RFC: incremental json fingerprinting

phritz commented 4 years ago

Status as of Oct 16, 2020: general agreement we should do this, just not clear when

Background/Rationale

A replicache client view is a key/value map of UTF-8 strings to json bytes. During pull, the diffserver requests a fresh, full client view from the customer's data layer. It diffs the new client view against a local copy of the client's current client view, and returns the update in the form of a delta "patch" to the client. The diffserver also computes a checksum of the new client view and returns it with the patch to the client so the client can verify that the patch was correctly applied.

Computing a checksum over JSON bytes is challenging because it is legal for encoders to encode the same data in different ways. Potential differences include (more detail here):

whitespace (eg, {"foo":true} vs { "foo": true })
order of fields in an object
number encoding (eg, "1e3" vs "1000")
string encoding (eg, "\n" vs "\u000A")
differences in UTF-8 encoding

The diffserver solves this problem by encoding json to a canonical form before generating the diff and computing the checksum.
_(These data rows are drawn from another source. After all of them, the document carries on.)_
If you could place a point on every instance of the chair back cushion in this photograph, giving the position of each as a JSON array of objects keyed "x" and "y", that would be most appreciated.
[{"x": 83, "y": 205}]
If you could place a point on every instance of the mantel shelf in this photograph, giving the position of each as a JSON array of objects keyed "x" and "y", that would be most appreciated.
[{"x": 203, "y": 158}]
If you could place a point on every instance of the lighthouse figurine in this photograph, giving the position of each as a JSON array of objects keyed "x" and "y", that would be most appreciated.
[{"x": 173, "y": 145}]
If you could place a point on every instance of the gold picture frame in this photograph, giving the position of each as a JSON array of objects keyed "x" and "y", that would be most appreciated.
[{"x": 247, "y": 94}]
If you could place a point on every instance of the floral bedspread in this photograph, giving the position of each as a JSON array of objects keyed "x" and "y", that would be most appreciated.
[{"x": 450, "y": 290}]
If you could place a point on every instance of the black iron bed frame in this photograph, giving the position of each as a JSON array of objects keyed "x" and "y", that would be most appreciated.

However, some customers don't need or want to return their full client view to the client via the diffserver, for example the client might be able to easily generate patches of their own. We would like to enable these customers to return a patch directly from their data layer to the client. Further, we would like to support field-level json patches of values, as opposed to the key-level replacement currently provided. In doing so, we need to ensure that replicache keeps its promise that the client faithfully tracks the server's state.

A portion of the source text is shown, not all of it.